Emmet Martin, of Martin Hurls in County Antrim, is an integral part of the backbone of the GAA community.
At just 15 years of age, he knew his passion lay in two things – making hurls, and then using them to play the sport that he so loves.
Now at 25, the young entrepreneur has been making hurls for 10 years, working full time, and enjoying his craft, but things have become increasingly difficult for him, and other hurley makers all over the country.
“I am one of maybe 60 or 70 part-time to full-time hurley makers, and there are about five or six different wood suppliers in Ireland, and they would supply all of us with our wood.
“But year on year it’s becoming harder and harder to get, there’s more of a wait time and when the phone rings to say they have 300 planks of wood, you have to be ready to just take them there and then, because it’s like gold dust.
“One of the main reasons for this is the Ash Dieback disease in the woods. It’s a bit like the potato plague where you just open up the tree and it’s completely rotted inside.
“It came from Asia, went right through Europe and hit Ireland in the 1990s, and about 90% of the ash trees in Ireland now have this disease, so it’s been a long time coming.
“So this means suppliers go to England and Wales to get their wood, and I’ve been at this 10 years and every year it gets harder and harder, but now in this past six months it has been critical – it’s almost impossible to get.
“It’s like there’s an imaginary queue and you just have to wait in it, and hope that the suppliers will produce it.”
With things already reaching a ‘critical’ point, they have become even more dire since the Russian invasion of Ukraine, and now hurley makers are struggling to cope, thus being forced to close.
“The second big reason is the war in Ukraine. Ukraine is the second largest importer of ash to Ireland, about 80% of the wood used for hurls is from Europe, and then most of that is from Ukraine.
“The small hurley makers like me would use the English or Welsh Ash instead, but the big large manufacturers are in mass production, so they go directly to Ukraine and buy all of their wood for the year from them.
“Now because of the war, that supply is cut off, and they have just jumped the queue, and more less prepaid for all of the small pots of Irish and English ash that’s left, and more or less told them that they work for them now.

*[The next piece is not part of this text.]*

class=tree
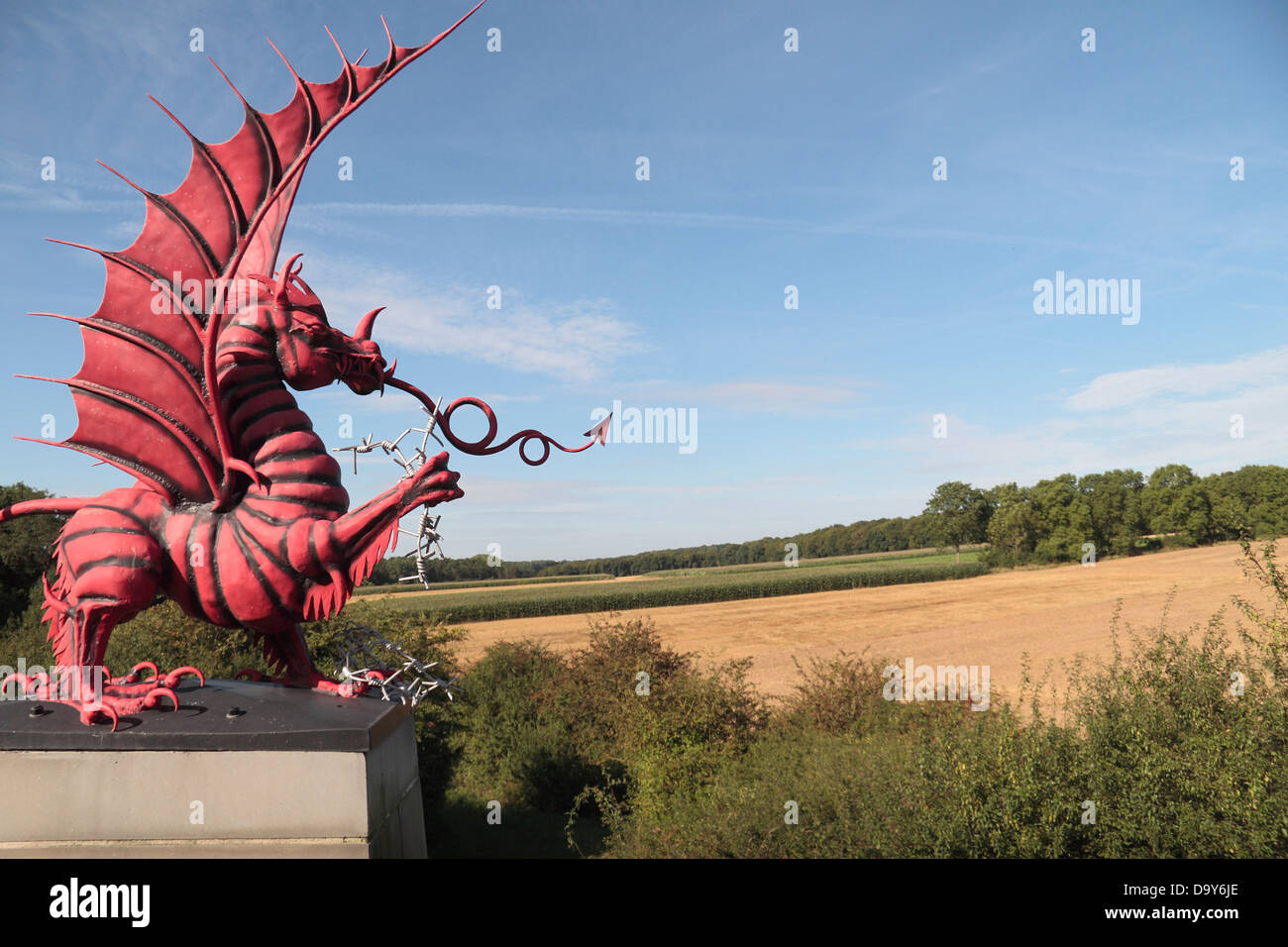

“I have contacted other small hurley making business all over Ireland and they’re all the same. I see Canning Hurls has closed, they would have been supplied directly from Ukraine and that’s been cut off.
“I talked to guys in Wexford, Donegal, Dublin, Derry and it’s the same everywhere, so it’s extremely worrying.
“I have very little wood left here for adult hurls, I’m just trying to look after our local clubs here and whatever I have left I will give to the people that have supported me throughout the years.
“People don’t understand how soon and how quick this is going to affect them. Talking to those in the south, they believe that by the summertime it’s going to be about €45 per hurl.
“At the moment I charge £28 but I will probably have to be going up to £35 very soon.
“By the summer, it will be a luxury to get an ash hurl. It will just be bamboo or plastic. There’s not much that anybody can do to help, I just want to let the customers know and get the word out there, and let them know to stock up and to look after whatever hurls they have.”